Dweebs on Disney: Small World, After All

I don’t even like Peter Pan.
By Matt Springer
April 13, 2005

I am the only adult male in the Disney Character Outlet store.

That’s not fully true. I see one or two other guys. But seeing as they’re with either eager wives and/or children, it may be safer to say I’m the only adult male willingly in the Disney Character Outlet Store.

The store’s in a fairly nondescript strip mall in Fullerton, CA. It’s got a very low-end feel, kinda dollar-store slummy.

I’ve been lured here by the promise of first-run Disney goods at bargain-basement prices. I’ve heard tell of T-shirts available for a fraction of what they cost in the Disney parks, and I’m itching to snare a deal.

I also feel clammy and creepy, like someone you’d look at and assume is a twisted pedophile.

But then, that’s how I often feel when exercising my Disney fandom. Whether I’m buying Sleeping Beauty on DVD, going to Disneyland by myself, or wearing the tattered tie-dyed Donald Duck shirt I’ve had since high school, I almost never feel proud to be a Disney dweeb. (We have no preferred nomenclature to the best of my knowledge, but I defer to my esteemed colleague Jim Hill, who I believe coined the term “Disney dweeb.” It works for me.)

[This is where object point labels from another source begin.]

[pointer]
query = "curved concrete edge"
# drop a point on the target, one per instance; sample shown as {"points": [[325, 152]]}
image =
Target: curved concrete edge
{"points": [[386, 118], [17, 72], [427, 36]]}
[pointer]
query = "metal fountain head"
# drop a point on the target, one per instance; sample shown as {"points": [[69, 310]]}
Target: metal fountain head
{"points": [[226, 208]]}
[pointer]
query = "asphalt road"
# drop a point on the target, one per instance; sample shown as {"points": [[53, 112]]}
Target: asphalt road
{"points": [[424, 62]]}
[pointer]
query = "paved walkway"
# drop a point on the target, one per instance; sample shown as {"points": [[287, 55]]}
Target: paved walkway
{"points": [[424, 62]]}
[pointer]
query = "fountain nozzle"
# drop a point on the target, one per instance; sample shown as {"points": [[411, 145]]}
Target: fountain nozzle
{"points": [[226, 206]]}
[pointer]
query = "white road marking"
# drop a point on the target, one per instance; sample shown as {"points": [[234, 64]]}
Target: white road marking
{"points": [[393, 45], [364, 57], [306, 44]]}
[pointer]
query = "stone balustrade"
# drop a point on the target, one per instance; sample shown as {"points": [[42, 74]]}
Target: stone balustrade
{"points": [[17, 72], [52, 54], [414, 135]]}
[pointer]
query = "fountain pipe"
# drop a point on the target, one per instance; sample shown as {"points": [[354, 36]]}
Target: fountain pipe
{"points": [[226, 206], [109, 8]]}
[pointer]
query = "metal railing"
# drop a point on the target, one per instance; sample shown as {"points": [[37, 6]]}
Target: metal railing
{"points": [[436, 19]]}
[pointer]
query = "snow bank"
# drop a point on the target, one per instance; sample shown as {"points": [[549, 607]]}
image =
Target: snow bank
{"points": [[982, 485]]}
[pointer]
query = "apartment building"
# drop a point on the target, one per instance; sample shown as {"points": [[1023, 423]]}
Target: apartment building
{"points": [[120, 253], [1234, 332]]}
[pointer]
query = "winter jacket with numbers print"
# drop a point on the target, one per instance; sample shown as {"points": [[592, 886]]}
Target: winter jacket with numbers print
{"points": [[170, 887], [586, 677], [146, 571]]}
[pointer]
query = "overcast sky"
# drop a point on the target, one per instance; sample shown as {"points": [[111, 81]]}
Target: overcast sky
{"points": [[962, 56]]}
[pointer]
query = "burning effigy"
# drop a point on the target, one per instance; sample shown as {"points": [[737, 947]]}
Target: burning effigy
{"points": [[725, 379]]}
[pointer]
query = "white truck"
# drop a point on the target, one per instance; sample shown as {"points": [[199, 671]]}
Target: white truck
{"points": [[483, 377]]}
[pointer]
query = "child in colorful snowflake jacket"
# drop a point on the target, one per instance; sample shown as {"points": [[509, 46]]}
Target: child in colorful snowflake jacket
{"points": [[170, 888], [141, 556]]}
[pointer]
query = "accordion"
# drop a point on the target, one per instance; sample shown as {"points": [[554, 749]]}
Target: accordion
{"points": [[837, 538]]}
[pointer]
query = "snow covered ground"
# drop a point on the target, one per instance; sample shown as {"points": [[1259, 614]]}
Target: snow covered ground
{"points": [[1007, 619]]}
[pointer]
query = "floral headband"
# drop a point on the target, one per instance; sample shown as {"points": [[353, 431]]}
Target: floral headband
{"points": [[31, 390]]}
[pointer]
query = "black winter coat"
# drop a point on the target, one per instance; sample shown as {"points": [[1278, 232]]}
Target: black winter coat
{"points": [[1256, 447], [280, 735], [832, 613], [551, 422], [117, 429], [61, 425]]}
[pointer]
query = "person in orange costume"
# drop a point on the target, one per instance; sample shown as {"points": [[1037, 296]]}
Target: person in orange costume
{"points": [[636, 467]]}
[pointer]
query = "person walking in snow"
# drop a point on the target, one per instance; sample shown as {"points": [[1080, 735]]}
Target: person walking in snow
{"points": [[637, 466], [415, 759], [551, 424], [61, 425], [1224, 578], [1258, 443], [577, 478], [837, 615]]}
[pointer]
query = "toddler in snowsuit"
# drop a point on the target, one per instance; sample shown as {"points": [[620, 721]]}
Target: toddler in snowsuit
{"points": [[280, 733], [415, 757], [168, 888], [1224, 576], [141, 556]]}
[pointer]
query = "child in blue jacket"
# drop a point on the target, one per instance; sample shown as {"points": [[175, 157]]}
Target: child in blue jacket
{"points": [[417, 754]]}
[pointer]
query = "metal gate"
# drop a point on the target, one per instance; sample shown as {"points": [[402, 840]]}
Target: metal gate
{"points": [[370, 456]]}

When I’m being a Disney dweeb, I feel weird. I’m happy, I’m having a good time, but I deep down know that few will understand why I enjoy it so. In fact, more than any of my other dweebdoms, I feel as though I am constantly judged for liking Disney.

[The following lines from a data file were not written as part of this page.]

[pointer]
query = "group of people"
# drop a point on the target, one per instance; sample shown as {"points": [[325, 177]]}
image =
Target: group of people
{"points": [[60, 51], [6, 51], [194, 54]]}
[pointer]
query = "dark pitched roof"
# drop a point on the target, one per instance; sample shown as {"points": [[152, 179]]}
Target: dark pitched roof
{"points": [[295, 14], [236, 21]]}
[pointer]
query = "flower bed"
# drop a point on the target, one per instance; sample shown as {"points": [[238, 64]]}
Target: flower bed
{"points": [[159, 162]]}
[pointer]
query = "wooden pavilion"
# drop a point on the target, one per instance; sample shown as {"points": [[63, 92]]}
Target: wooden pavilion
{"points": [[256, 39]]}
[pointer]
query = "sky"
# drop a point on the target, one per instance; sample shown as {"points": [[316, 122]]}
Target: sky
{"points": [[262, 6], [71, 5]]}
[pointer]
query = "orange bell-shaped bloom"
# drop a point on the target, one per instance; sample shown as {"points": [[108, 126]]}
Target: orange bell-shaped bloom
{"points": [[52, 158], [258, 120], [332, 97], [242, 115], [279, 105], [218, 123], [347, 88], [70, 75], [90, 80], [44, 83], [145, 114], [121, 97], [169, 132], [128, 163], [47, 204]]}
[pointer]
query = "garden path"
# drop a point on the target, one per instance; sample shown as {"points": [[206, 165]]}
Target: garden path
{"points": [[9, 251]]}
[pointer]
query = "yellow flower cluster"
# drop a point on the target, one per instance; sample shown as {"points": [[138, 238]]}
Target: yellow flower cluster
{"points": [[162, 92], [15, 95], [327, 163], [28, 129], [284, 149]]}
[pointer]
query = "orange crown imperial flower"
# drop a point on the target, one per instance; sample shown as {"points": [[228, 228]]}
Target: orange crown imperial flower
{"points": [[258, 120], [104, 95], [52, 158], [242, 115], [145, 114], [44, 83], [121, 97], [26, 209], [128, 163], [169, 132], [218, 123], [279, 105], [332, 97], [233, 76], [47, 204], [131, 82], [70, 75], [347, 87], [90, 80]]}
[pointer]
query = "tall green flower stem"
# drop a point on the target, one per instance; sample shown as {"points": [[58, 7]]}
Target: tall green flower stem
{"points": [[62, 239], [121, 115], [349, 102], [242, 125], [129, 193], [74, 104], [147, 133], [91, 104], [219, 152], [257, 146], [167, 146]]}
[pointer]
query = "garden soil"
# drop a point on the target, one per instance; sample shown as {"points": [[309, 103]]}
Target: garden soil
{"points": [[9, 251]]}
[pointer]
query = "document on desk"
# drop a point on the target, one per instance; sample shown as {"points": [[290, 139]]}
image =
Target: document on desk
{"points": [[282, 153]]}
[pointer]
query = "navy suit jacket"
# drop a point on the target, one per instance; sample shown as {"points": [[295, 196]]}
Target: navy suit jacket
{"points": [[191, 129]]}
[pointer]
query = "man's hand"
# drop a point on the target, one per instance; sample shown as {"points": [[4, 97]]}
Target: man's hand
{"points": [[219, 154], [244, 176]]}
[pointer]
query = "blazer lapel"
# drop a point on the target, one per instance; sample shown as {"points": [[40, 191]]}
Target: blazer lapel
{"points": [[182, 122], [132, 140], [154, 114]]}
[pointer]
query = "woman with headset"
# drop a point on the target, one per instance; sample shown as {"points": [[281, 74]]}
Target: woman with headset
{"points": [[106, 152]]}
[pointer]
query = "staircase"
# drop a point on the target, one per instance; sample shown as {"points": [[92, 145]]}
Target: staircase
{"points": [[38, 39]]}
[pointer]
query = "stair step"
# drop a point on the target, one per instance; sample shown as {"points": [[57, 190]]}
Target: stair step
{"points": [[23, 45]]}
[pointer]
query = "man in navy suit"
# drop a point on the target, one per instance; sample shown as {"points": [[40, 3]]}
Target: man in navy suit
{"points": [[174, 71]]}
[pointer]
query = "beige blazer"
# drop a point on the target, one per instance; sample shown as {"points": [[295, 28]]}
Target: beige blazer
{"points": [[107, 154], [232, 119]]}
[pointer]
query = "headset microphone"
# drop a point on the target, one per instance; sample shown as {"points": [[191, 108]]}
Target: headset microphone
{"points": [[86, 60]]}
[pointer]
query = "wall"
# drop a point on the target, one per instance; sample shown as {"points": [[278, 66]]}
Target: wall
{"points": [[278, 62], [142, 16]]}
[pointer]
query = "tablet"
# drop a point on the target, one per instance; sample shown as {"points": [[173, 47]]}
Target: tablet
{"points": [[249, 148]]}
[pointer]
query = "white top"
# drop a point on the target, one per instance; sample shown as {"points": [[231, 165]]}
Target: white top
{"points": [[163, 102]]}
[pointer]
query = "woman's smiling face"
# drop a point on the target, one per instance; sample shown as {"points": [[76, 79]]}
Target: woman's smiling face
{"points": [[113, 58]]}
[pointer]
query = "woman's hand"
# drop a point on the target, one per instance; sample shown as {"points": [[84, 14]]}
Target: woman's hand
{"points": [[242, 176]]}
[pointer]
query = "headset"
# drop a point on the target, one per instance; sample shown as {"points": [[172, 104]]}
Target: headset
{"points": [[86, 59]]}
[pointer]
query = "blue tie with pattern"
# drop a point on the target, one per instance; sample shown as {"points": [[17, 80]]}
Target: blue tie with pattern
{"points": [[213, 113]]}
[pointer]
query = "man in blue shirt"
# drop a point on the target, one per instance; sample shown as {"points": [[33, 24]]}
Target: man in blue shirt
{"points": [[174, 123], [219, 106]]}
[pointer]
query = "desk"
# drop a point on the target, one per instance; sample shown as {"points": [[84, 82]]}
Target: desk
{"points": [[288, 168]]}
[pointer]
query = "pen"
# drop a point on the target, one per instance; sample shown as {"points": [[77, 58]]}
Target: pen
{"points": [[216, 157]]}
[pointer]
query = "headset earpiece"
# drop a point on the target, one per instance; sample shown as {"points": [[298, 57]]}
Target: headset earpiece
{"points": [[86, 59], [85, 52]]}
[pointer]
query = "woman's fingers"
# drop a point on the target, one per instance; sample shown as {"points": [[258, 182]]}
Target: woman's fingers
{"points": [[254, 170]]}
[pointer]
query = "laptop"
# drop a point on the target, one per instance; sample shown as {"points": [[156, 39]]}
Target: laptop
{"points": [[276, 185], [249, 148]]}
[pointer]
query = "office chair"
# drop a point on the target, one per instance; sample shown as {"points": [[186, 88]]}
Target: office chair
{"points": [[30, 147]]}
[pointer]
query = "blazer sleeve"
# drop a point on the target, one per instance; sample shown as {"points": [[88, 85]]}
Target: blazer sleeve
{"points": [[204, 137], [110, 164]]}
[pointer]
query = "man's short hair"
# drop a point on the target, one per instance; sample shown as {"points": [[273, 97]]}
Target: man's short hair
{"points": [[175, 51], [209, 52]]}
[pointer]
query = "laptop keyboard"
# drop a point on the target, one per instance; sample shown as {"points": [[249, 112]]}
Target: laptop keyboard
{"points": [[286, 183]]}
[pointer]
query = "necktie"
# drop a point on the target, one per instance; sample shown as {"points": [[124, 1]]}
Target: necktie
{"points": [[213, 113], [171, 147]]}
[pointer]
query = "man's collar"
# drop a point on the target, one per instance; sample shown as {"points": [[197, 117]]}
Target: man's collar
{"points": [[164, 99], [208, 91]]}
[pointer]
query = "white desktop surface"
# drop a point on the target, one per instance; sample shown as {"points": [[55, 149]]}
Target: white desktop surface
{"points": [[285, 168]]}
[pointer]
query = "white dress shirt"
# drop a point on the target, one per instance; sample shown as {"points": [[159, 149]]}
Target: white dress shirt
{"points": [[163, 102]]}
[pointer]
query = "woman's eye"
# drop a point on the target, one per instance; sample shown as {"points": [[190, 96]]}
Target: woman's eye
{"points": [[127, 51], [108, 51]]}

My theory? There’s no cultural context for being a Disney dweeb. I hit the streets in my Star Wars T-shirt or my Firefly baseball cap, and I’m a geek. People get that. They have a complete library of cultural references to draw from in defining me. It’s not always the most flattering picture, but it’s there.

I go to Beatlefest in Chicago and I see the Beatle obsessives in their faded Paul McCartney tour T-shirts sporting long hair and luxurious beards, and I have a context for them. They’re probably aging hippies, clinging to the peace, love, dope vibe of their youth. Again, it’s not a flattering or complete picture, but again, it’s there.

I often conteplate how I am perceived by others when I am out in Disney apparel, when I literally wear my dweebdom on my sleeve (or my back, as it were). I assume that their first thought is that I look like someone who went to Disney on vacation and was unfortunate enough to have spent $543 on a T-shirt, which I then insist on wearing out in public when NOT at Disney, simply to justify the expense.

The next immediate fear is that I probably look like a pervert.

I guess that’s Michael Jackson’s fault. His appreciation for Disney certainly hasn’t done us dweebs any favors. Or maybe it’s just the automatic knee-jerk assumption of those who see someone enjoying something that seems exclusively the province of young children. We must all have problems, we who don the ears and pin lanyards and trod the grounds of the Happiest Place on Earth.

We may have problems, that’s true, but we are certainly not pedophiles. We are businessmen and housewives, twentysomethings and seniors, white and black and male and female alike. We are drawn to artistry of a rare caliber, consumed perhaps most often by kids but open to all whose hearts can accept it. We can escape to the grounds of a fantastical place where one man created a tactile reminder that entertainment and quality and fun are not something you have to abandon as you grow older.

In short, because we are Disney dweebs, our eyes are open a bit wider to the wonders of the world.

I’d argue that’s how sci-fi geeks feel sometimes too. There’s a relationship between the way my heart jumps when that Star Destroyer crawls across the screen in Star Wars and the way my chest gets warm when I hear “When You Wish Upon A Star.” It’s a willingness to suspend just about everything, from disbelief to “adulthood” and beyond, in order to surrender myself to a fantasy beyond my imagination.

When I’m being a Disney dweeb, I let go, I abandon, and I get carried effortlessly away. Which is exactly what happens sometimes when I’m being a geek.

So do not shun the older gentleman standing next to you in line at Blockbuster wearing the Main Street Electrical Parade T-shirt and the Disneyland baseball cap. He is not a pervert, and he is not trapped in childhood.

He’s ready to escape. Just like you.